4.8. Nel caso concreto, la Corte d’Appello ha escluso tale evenienza processuale sull’assunto dell’unitarietà dell’atto di opposizione dei tre debitori e, in particolare, dell’unitarietà dei motivi di opposizione. Più precisamente, nella motivazione della sentenza impugnata si legge che i fideiussori ” oltre a disconoscere le sottoscrizioni apposte sui contratti di locazione finanziaria e sulle fideiussioni, avevano inoltre condiviso con (….omissis) anche i restanti motivi di opposizione attinenti il rapporto contrattuale e la quantificazione del credito azionato con il decreto ingiuntivo”. Tuttavia, non può dubitarsi dell’autonomia e scindibilità della domanda concernente la posizione dei fideiussori avverso il decreto ingiuntivo, tanto più quando, come nel caso, la difesa dei fideiussori consiste nella negazione della sottoscrizione delle fideiussioni. Difatti, i fideiussori sono stati colpiti dal provvedimento monitorio in quanto obbligati in via solidale con il debitore principale, ed hanno fondato la loro opposizione sulla contestazione dell’esistenza o inefficacia non solo del contratto di leasing, ma anche dell’obbligazione fideiussoria (disconoscendone la sottoscrizione) che riguarda unicamente il loro rapporto nei confronti del creditore. Sicchè, ben può ritenersi che il rapporto processuale tra creditore, debitore principale e fideiussori sia di litisconsorzio facoltativo già solo considerando che il creditore avrebbe potuto ingiungere ai debitori separati atti e il debitore, d’altro canto, avrebbe potuto proporre separate opposizioni. Può, dunque, ritenersi che il rapporto processuale si è mantenuto facoltativo, nonostante l’unitarietà dell’atto di opposizione e la condivisione di alcuni motivi di opposizione: da una parte, risultano comunque scindibili i procedimenti tra creditore e debitore principale, e tra creditore e fideiussori; dall’altra, risultano parimenti scindibili le pretese proposte in sede di opposizione, risultando, oltretutto, del tutto autonoma la domanda di disconoscimento delle sottoscrizioni proposte dai fideiussori rispetto ad altre domande contenute nei motivi di opposizione.
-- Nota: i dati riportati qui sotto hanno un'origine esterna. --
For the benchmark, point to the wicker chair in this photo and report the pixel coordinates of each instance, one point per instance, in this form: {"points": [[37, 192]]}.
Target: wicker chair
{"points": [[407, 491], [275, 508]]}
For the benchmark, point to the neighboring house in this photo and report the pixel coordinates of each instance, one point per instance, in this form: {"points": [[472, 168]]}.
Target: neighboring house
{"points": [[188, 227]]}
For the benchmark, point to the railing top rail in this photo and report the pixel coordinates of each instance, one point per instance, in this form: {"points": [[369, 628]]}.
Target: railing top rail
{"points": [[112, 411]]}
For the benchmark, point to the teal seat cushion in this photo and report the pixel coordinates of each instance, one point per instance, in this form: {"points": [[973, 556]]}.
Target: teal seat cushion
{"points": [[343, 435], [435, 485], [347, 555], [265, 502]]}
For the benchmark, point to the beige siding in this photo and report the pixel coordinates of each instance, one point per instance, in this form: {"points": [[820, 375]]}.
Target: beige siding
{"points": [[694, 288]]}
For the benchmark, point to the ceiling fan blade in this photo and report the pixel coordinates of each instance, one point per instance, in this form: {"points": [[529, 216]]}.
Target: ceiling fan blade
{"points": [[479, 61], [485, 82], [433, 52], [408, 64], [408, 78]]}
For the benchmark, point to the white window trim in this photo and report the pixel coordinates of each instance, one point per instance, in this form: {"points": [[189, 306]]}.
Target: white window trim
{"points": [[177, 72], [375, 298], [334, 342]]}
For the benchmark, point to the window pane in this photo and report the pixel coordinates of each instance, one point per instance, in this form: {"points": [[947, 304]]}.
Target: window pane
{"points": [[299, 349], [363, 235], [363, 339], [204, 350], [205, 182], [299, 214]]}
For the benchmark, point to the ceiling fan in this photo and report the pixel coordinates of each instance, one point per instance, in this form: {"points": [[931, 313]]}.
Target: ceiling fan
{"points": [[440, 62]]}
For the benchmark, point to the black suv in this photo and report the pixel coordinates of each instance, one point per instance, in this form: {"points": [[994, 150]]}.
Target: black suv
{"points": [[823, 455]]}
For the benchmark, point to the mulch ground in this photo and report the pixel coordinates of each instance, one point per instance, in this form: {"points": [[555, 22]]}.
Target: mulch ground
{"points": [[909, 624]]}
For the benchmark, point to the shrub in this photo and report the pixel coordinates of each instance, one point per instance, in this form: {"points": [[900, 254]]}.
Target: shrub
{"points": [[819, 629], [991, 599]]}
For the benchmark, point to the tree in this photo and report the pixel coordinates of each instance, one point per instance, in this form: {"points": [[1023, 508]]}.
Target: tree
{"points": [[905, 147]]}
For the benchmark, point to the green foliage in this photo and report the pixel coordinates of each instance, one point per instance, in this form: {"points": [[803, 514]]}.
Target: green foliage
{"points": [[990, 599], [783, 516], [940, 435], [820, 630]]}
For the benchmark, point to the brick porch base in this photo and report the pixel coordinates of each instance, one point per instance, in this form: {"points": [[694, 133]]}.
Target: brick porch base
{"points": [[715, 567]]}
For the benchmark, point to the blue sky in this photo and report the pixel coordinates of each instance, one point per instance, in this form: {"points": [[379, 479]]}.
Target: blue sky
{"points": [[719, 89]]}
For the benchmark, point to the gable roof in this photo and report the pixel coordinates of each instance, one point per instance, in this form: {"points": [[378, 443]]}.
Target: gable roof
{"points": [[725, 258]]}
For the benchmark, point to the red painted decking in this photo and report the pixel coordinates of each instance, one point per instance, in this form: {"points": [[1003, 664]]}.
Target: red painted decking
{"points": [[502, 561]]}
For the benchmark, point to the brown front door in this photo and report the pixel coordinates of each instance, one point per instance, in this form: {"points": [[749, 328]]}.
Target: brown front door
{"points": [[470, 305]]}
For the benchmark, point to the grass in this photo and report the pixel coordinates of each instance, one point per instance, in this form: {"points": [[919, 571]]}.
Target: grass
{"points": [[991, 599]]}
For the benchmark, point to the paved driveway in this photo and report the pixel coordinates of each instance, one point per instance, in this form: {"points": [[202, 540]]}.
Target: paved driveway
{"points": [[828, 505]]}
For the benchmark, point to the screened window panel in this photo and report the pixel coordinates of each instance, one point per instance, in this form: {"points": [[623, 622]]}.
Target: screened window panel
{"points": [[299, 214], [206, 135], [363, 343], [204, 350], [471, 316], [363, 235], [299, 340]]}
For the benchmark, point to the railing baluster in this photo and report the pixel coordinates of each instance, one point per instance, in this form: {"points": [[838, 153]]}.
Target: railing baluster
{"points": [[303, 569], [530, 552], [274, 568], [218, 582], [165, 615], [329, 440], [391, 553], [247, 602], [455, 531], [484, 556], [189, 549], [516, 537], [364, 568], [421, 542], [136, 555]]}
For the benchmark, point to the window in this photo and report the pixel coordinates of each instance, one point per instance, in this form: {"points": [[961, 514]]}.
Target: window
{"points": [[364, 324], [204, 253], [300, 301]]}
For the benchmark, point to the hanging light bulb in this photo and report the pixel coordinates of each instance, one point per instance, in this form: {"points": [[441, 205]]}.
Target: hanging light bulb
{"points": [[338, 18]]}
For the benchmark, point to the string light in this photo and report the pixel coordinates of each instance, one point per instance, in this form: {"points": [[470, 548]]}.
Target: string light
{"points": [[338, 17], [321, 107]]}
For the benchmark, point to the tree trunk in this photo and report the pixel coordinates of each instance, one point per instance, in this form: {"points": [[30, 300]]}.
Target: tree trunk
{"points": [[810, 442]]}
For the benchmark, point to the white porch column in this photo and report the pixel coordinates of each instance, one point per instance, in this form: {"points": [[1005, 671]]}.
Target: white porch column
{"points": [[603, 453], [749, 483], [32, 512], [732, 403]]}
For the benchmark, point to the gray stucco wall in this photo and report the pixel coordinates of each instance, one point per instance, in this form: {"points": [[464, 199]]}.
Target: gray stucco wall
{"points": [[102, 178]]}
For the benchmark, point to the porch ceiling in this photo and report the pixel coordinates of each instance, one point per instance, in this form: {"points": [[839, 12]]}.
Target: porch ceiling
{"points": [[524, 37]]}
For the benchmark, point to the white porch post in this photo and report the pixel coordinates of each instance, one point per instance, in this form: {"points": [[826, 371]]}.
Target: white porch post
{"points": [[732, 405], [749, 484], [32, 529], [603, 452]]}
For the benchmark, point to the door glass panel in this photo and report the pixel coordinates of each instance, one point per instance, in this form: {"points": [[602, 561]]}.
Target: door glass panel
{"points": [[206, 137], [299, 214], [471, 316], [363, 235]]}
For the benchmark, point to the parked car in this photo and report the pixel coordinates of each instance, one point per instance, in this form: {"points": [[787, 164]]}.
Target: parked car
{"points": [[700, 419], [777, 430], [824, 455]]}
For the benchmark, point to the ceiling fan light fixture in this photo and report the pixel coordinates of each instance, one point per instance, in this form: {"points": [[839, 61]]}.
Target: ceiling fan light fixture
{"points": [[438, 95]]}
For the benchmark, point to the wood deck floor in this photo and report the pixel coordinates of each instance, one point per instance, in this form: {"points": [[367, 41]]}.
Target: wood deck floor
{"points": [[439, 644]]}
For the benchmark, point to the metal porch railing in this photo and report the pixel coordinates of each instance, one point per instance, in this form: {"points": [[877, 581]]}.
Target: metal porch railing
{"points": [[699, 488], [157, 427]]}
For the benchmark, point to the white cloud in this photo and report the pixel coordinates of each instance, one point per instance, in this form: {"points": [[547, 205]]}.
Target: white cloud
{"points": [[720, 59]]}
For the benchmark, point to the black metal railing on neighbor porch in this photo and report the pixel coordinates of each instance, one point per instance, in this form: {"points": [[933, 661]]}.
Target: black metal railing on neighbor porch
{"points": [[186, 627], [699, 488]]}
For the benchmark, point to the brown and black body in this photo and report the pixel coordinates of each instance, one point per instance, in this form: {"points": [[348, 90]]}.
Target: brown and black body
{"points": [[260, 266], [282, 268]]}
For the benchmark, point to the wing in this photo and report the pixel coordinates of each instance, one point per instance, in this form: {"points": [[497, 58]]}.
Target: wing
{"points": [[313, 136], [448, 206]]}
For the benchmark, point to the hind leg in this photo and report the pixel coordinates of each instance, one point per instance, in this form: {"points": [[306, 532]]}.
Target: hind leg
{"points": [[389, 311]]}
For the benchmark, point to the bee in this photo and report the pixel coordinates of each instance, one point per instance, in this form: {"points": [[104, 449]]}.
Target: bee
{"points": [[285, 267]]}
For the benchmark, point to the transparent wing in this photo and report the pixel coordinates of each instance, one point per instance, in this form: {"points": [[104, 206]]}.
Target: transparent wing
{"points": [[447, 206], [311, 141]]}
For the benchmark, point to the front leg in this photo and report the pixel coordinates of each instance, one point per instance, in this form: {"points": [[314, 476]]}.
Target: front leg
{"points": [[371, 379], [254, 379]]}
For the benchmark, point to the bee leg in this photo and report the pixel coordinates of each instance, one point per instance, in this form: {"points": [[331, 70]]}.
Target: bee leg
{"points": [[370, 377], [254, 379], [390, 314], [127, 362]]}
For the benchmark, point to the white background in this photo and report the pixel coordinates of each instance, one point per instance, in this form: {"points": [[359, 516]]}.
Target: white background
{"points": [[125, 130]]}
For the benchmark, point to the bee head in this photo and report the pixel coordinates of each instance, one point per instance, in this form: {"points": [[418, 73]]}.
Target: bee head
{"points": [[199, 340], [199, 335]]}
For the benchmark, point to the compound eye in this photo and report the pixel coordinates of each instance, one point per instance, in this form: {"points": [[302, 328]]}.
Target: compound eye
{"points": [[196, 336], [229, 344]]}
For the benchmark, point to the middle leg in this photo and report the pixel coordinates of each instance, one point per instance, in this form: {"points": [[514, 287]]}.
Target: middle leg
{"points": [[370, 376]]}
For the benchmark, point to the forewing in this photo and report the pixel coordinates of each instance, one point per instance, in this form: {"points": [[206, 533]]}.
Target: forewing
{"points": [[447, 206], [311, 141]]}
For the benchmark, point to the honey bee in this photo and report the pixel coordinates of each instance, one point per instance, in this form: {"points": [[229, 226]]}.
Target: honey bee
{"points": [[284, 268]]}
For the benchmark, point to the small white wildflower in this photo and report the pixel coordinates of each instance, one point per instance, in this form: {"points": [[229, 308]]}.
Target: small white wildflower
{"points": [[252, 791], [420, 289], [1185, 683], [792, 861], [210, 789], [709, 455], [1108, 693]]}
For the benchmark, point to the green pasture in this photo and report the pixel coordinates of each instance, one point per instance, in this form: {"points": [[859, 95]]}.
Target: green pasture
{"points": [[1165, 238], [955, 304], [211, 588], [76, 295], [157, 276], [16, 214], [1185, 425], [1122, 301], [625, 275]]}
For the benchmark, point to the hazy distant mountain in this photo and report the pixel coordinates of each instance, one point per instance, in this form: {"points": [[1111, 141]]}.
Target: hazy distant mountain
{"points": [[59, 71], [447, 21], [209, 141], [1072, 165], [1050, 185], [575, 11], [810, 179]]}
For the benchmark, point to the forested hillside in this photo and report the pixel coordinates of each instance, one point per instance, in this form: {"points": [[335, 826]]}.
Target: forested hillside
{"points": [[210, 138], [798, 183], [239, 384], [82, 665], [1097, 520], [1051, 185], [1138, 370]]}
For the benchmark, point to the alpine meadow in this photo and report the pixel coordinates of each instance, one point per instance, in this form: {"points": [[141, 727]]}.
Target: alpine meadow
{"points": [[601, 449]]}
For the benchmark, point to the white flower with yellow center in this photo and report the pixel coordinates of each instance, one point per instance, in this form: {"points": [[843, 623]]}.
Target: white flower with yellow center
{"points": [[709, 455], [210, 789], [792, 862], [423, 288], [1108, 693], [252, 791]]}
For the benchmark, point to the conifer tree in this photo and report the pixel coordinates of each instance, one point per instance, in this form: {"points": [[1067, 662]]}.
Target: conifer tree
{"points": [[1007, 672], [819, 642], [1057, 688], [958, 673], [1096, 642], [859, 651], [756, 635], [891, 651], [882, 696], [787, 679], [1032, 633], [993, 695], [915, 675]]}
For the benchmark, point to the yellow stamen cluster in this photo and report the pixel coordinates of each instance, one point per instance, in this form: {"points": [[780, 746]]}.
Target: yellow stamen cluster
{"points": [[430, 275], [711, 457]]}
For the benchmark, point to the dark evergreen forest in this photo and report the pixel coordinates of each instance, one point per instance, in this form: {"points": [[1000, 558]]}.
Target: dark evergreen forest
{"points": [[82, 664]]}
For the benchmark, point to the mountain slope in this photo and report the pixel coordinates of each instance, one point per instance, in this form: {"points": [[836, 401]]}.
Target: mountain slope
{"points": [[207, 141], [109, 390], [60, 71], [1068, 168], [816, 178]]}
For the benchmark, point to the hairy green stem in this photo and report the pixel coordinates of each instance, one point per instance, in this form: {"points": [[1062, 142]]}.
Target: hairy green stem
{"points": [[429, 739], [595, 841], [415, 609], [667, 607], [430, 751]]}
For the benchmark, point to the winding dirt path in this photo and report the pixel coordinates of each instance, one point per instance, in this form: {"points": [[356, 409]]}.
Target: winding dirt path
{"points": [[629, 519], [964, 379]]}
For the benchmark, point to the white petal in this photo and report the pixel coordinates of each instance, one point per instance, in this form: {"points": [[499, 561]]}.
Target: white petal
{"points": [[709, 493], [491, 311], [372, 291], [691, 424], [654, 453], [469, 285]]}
5. Conclusivamente, il ricorso va accolto relativamente a ciascun motivo, con assorbimento delle ulteriori questioni relative al dies a quo del termine per la riassunzione, in realtà non dovuta da parte dei fideiussori non interessati dall’evento interruttivo. Di conseguenza, la sentenza va cassata con rinvio alla Corte d’appello di Brescia, in diversa composizione, anche per la statuizione sulle spese di questo giudizio.

PQM

La Corte,

accoglie il ricorso;

cassa la sentenza e rinvia alla Corte d’appello di Brescia, in diversa composizione, anche per le spese.

Così deciso in Roma, nella Camera di consiglio della sezione terza civile, il 19 dicembre 2019.